Additional information on nginx for longer timeouts

alexellis · alexellis · commit 56b73a38b0e3 · 2025-01-16T10:33:38.000Z
Signed-off-by: Alex Ellis (OpenFaaS Ltd) &lt;alexellis2@gmail.com&gt;
diff --git a/docs/reference/async.md b/docs/reference/async.md
@@ -120,7 +120,7 @@ The queue-worker uses a single timeout for how long it will spend processing a m
 
 By default there is one queue-worker replica deployed which is set up to run a single task of up to 30 seconds in duration.
 
-You can increase the parallelism by setting the queue worker's "max_inflight" option to a value greater than one. This will cause the queue-worker to concurrently receive up to max_inflight many messages and simultaneously invoke their corresponding functions. Should you wish to restrict concurrency for certain functions, please make use of [multiple queues](#Multiple-queues) and separate these functions accordingly.

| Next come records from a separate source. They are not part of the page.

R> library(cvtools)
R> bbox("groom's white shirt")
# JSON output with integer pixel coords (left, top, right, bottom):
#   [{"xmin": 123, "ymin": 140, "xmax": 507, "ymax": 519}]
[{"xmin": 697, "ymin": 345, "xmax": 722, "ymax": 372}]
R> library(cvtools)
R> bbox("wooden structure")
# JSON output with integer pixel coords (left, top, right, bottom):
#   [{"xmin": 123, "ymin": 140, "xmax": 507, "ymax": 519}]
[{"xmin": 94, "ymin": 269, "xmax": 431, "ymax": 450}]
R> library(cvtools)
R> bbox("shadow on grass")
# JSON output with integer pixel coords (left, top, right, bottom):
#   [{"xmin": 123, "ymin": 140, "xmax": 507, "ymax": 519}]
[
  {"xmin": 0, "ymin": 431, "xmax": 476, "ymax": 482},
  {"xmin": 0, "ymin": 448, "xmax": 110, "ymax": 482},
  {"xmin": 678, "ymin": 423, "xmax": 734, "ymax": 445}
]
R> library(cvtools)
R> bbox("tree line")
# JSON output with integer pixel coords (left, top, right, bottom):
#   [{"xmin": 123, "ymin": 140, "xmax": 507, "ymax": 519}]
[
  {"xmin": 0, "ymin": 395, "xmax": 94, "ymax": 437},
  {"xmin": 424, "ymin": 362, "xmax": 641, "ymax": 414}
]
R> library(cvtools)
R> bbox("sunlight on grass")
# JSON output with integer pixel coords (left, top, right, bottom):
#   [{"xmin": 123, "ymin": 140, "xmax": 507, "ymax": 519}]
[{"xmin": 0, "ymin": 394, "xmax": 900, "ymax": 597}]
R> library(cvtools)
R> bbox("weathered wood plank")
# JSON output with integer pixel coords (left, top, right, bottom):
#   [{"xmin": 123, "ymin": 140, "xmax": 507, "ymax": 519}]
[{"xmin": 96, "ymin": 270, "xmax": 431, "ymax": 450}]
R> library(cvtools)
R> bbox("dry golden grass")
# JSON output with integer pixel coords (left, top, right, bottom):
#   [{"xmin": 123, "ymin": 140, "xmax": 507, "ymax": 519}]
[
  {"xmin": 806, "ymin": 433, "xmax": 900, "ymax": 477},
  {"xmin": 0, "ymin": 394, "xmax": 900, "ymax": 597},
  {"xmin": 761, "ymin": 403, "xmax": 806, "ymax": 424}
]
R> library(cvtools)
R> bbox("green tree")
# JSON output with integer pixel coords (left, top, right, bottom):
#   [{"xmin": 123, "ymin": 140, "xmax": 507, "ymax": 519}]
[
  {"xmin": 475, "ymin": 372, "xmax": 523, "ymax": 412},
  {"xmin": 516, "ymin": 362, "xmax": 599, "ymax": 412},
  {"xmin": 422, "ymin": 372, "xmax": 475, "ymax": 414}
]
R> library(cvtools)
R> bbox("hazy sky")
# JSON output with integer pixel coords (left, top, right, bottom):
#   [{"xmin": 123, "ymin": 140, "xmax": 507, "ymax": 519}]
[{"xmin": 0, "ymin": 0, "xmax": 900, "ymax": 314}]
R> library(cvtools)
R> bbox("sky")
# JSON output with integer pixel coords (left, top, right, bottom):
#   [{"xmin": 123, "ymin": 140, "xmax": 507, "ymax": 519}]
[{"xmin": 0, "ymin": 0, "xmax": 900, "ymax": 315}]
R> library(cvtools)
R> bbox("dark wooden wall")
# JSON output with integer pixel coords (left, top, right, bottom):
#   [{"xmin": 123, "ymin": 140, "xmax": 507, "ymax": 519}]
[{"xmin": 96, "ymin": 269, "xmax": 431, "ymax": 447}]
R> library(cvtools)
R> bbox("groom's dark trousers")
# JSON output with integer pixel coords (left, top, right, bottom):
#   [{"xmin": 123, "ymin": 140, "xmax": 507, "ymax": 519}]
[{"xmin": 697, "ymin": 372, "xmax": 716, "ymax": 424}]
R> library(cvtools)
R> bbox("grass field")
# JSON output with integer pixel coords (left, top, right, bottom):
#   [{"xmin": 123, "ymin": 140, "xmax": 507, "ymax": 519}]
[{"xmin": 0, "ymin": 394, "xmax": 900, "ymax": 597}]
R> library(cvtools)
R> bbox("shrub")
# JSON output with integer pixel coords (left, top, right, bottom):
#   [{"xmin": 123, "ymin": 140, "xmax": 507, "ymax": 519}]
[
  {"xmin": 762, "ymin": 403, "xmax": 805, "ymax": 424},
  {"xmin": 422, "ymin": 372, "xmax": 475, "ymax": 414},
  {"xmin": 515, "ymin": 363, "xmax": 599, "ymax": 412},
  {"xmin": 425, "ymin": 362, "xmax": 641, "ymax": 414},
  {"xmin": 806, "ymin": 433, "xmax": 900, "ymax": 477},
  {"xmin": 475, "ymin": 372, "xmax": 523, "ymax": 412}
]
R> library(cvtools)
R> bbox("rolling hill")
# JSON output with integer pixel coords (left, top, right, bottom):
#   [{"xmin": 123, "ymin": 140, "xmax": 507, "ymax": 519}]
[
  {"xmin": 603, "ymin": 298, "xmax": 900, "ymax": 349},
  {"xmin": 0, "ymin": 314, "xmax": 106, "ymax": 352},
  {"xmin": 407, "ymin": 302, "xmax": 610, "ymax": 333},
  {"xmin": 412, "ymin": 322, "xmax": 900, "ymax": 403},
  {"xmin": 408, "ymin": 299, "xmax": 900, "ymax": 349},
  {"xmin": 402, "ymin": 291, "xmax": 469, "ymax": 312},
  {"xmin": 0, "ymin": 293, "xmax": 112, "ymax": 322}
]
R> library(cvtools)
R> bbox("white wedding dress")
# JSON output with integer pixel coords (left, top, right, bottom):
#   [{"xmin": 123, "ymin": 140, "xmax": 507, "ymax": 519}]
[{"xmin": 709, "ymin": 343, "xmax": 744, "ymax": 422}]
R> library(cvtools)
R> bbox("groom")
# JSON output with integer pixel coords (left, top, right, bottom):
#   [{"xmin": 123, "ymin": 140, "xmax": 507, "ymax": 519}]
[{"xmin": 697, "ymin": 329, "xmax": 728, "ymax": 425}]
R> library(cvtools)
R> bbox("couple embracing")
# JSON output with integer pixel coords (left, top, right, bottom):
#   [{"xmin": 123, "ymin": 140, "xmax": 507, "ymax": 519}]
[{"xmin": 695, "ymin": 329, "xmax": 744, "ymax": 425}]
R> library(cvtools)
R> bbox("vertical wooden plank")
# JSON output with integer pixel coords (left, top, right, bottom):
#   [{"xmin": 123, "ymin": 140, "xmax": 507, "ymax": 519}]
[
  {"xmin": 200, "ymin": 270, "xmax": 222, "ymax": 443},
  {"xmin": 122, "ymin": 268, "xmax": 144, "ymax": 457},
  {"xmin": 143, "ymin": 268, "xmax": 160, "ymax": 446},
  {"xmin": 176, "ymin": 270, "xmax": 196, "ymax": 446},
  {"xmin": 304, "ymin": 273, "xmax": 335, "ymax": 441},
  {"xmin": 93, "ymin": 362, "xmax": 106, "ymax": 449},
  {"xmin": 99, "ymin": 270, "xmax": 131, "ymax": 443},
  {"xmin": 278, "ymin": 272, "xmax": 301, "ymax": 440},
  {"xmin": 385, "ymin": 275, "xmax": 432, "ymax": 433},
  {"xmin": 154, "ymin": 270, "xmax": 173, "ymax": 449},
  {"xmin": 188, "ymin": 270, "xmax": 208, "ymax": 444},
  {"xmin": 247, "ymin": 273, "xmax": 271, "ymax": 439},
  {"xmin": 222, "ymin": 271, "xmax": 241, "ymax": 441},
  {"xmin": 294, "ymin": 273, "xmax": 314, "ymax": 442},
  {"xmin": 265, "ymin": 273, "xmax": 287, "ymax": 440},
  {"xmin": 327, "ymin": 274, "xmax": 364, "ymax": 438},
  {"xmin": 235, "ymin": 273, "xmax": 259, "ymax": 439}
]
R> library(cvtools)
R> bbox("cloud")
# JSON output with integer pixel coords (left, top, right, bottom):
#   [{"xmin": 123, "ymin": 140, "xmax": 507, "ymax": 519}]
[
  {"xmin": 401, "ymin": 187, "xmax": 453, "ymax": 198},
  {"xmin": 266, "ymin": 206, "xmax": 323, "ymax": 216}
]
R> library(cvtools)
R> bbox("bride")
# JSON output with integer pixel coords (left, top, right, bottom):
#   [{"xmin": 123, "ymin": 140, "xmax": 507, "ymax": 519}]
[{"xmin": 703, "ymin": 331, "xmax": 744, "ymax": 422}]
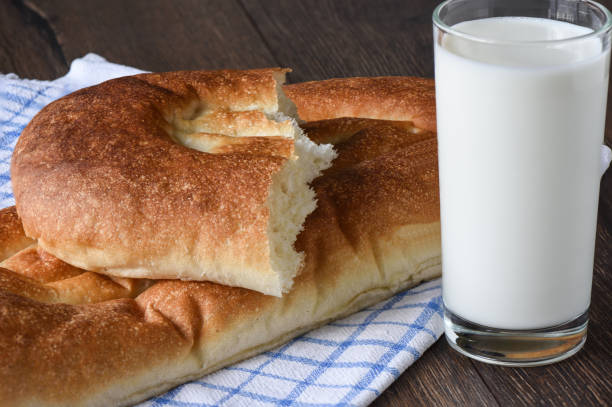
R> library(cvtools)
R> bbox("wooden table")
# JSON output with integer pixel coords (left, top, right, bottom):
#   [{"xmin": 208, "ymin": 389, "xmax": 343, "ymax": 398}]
[{"xmin": 0, "ymin": 0, "xmax": 612, "ymax": 406}]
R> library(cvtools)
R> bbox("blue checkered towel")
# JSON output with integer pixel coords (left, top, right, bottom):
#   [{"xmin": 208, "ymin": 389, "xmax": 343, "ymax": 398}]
[{"xmin": 0, "ymin": 54, "xmax": 609, "ymax": 407}]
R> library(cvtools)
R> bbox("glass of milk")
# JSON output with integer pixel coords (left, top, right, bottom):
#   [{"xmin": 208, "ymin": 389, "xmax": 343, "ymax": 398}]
[{"xmin": 433, "ymin": 0, "xmax": 611, "ymax": 366}]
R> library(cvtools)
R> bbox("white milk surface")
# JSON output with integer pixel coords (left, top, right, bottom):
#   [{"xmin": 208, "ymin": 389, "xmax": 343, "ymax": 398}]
[{"xmin": 435, "ymin": 17, "xmax": 609, "ymax": 329}]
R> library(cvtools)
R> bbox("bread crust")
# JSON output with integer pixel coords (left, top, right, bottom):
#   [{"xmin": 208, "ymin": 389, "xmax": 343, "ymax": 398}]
[
  {"xmin": 11, "ymin": 69, "xmax": 316, "ymax": 295},
  {"xmin": 284, "ymin": 76, "xmax": 436, "ymax": 132},
  {"xmin": 0, "ymin": 76, "xmax": 440, "ymax": 406}
]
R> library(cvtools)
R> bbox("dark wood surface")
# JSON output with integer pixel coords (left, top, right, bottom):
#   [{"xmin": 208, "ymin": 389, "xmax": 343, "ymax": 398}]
[{"xmin": 0, "ymin": 0, "xmax": 612, "ymax": 406}]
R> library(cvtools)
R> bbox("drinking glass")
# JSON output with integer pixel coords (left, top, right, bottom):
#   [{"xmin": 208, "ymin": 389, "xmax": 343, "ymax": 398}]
[{"xmin": 433, "ymin": 0, "xmax": 611, "ymax": 366}]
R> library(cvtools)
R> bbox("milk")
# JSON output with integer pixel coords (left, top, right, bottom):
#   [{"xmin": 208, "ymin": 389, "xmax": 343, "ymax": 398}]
[{"xmin": 435, "ymin": 17, "xmax": 609, "ymax": 329}]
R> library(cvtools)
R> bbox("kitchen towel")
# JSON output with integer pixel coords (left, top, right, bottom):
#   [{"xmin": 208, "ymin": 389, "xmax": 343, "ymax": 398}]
[{"xmin": 0, "ymin": 54, "xmax": 450, "ymax": 407}]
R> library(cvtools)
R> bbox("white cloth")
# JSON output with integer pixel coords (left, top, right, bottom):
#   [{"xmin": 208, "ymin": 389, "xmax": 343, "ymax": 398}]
[{"xmin": 0, "ymin": 54, "xmax": 450, "ymax": 407}]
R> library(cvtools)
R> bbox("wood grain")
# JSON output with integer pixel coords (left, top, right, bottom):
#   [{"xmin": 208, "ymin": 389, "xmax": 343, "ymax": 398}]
[
  {"xmin": 0, "ymin": 0, "xmax": 68, "ymax": 79},
  {"xmin": 241, "ymin": 0, "xmax": 436, "ymax": 82},
  {"xmin": 0, "ymin": 0, "xmax": 612, "ymax": 406},
  {"xmin": 25, "ymin": 0, "xmax": 276, "ymax": 71}
]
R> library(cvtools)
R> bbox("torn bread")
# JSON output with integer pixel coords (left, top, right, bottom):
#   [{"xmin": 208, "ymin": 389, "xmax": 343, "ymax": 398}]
[
  {"xmin": 11, "ymin": 69, "xmax": 335, "ymax": 296},
  {"xmin": 0, "ymin": 77, "xmax": 440, "ymax": 406}
]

+You can increase the parallelism by setting the queue worker's "max_inflight" option to a value greater than one. This will cause the queue-worker to concurrently receive up to max_inflight many messages and simultaneously invoke their corresponding functions. Should you wish to restrict concurrency for certain functions, please make use of [dedicated queues](#dedicated-queues) and separate these functions accordingly.
 
 Additional replicas of the queue-worker can also be added, such that the total async concurrency for a cluster will be: max_inflight * (number of queue-worker replicas).
 
diff --git a/docs/reference/tls-openfaas.md b/docs/reference/tls-openfaas.md
@@ -36,6 +36,13 @@ $ arkade install ingress-nginx
 
 See also: [ingress-nginx installation](https://kubernetes.github.io/ingress-nginx/deploy/)
 
+
+#### Timeouts for synchronous invocations
+
+Despite configuring OpenFaaS and your functions for [extended timeouts](/tutorials/expanded-timeouts.md), you may find that your Ingress Controller, Istio Gateway, or Cloud Load Balancer implements its own timeouts on connections. If you think you have everything configured correctly for OpenFaaS, but see a timeout at a very specific number such as 30s or 60s, then check the timeouts on your Ingress Controller or Load Balancer.
+
+For Ingress Nginx, to extend a synchronous invocation beyond one minute, add the `nginx.ingress.kubernetes.io/proxy-read-timeout` annotation to your Ingress resource. This annotation is specified in seconds - for example, to extend the timeout to 30 minutes, use `nginx.ingress.kubernetes.io/proxy-read-timeout: "1800"`. 
+
 ### Install cert-manager
 
 cert-manager is a Kubernetes operator maintained by the Cloud Native Computing Foundation (CNCF) which automates TLS certificate management.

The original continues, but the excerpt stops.